Já a abertura e o encerramento compartilham uma atmosfera semelhante, ambas com melodias suaves e agradáveis. Enquanto a abertura foca em ressaltar a conexão entre Mabuchi e Futaba, o encerramento oferece destaque ao elenco principal, apreciando a interação entre os cinco personagens principais da narrativa.
Conclusão de Ao Haru Ride

Vale destacar que Ao Haru Ride não se sobressai por um começo eletrizante nem por um desfecho cheio de reviravoltas. Ou seja, a grande força da adaptação do mangá de Io Sakisaka está na maneira como a história se desenrola a partir de personagens cativantes, construídos com um cuidado especial. É isso que dá vida ao anime, que se enquadra no gênero slice of life, trazendo nuances de romance e algumas pitadas de comédia bem dosadas.

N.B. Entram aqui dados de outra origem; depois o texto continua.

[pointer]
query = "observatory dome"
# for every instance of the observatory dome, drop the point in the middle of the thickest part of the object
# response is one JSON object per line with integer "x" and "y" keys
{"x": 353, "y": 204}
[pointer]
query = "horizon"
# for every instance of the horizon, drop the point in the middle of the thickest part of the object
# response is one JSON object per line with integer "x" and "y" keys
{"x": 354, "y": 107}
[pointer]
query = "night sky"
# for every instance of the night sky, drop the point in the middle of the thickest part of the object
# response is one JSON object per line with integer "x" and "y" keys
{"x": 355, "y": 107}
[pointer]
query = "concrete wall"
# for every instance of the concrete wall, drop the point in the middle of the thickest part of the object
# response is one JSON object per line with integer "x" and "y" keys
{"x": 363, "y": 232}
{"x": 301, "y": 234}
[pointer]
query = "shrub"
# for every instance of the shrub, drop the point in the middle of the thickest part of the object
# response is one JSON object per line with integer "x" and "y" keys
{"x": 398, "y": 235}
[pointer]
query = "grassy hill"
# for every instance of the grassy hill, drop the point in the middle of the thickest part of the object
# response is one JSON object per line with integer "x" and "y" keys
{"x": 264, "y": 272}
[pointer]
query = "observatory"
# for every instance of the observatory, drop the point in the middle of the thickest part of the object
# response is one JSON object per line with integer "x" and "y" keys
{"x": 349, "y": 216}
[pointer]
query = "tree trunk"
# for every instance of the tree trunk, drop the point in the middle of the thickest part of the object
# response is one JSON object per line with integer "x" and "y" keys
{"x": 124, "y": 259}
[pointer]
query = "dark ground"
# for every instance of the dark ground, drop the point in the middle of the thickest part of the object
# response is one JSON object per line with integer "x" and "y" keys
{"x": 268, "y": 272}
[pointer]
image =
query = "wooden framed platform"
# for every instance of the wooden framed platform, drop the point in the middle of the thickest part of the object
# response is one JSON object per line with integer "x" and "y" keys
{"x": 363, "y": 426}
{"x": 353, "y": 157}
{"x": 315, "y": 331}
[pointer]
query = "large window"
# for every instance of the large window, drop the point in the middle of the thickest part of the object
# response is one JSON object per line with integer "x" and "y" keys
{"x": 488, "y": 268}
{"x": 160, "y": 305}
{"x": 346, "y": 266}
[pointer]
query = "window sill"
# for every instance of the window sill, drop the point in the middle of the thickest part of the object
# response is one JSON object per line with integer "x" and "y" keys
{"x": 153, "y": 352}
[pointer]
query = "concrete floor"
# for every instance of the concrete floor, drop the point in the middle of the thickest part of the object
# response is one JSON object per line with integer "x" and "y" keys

O anime é leve e envolvente, com personagens que se diferenciam bastante entre si e cujas personalidades são bem trabalhadas. A combinação entre o romance e o humor é equilibrada e contribui para tornar a experiência mais prazerosa. Um dos motivos pelos quais chama mais a atenção é seu visual marcante. Afinal, a arte lembra bastante Kimi ni Todoke, mas, parece que Ao Haru Ride é ainda mais bonito, especialmente nos momentos em que a técnica de aquarela é aplicada, esse efeito visual me conquistou totalmente, pois sou apaixonado por aquarela.
Para uma história com essa sensibilidade, o ambiente construído é adequado e cumpre bem seu papel. A trilha sonora, mesmo sem grande destaque, é de excelente qualidade e complementa os episódios de forma discreta, mas eficiente, ajudando a compor a atmosfera sem tirar o foco dos acontecimentos principais.
Embora o romance esteja presente, ele não assume o papel central da narrativa. Em vez disso, o foco maior é colocado no amadurecimento dos personagens, tanto os protagonistas quanto os secundários. O envolvimento amoroso aparece como uma meta que eles podem alcançar, não como algo que guia a trama o tempo todo. A prioridade está nas transformações internas e no crescimento emocional dos personagens.
Os momentos de humor e os episódios mais românticos aparecem ao longo da história, mas de forma ocasional. O anime trata, acima de tudo, das situações comuns da adolescência e das dificuldades emocionais que podem surgir nesse período. A atmosfera, no geral, é mais séria do que a de outros animes do mesmo gênero, o que traz um tom mais realista à obra.
É importante mencionar que o anime termina sem entregar uma conclusão definitiva. A história permanece em aberto, o que pode deixar uma sensação de incerteza em quem espera uma resolução clara. Para descobrir o desfecho completo da narrativa, é necessário continuar acompanhando a história através do manga.
Ao Haru Ride é um slice of life que aposta em realismo emocional e reflexões sobre a vida. A obra vale a pena tanto pelo entretenimento quanto pelas pequenas lições que transmite sobre amadurecimento e relações humanas.
Para quem quiser assistir, o anime Ao Haru Ride (ou Blue Spring Ride) está disponível na Crunchyroll. A versão live-action, de 2023, está disponível com legendas em português na plataforma Viki. Já o mangá está à venda no Brasil pela editora Panini, também em português.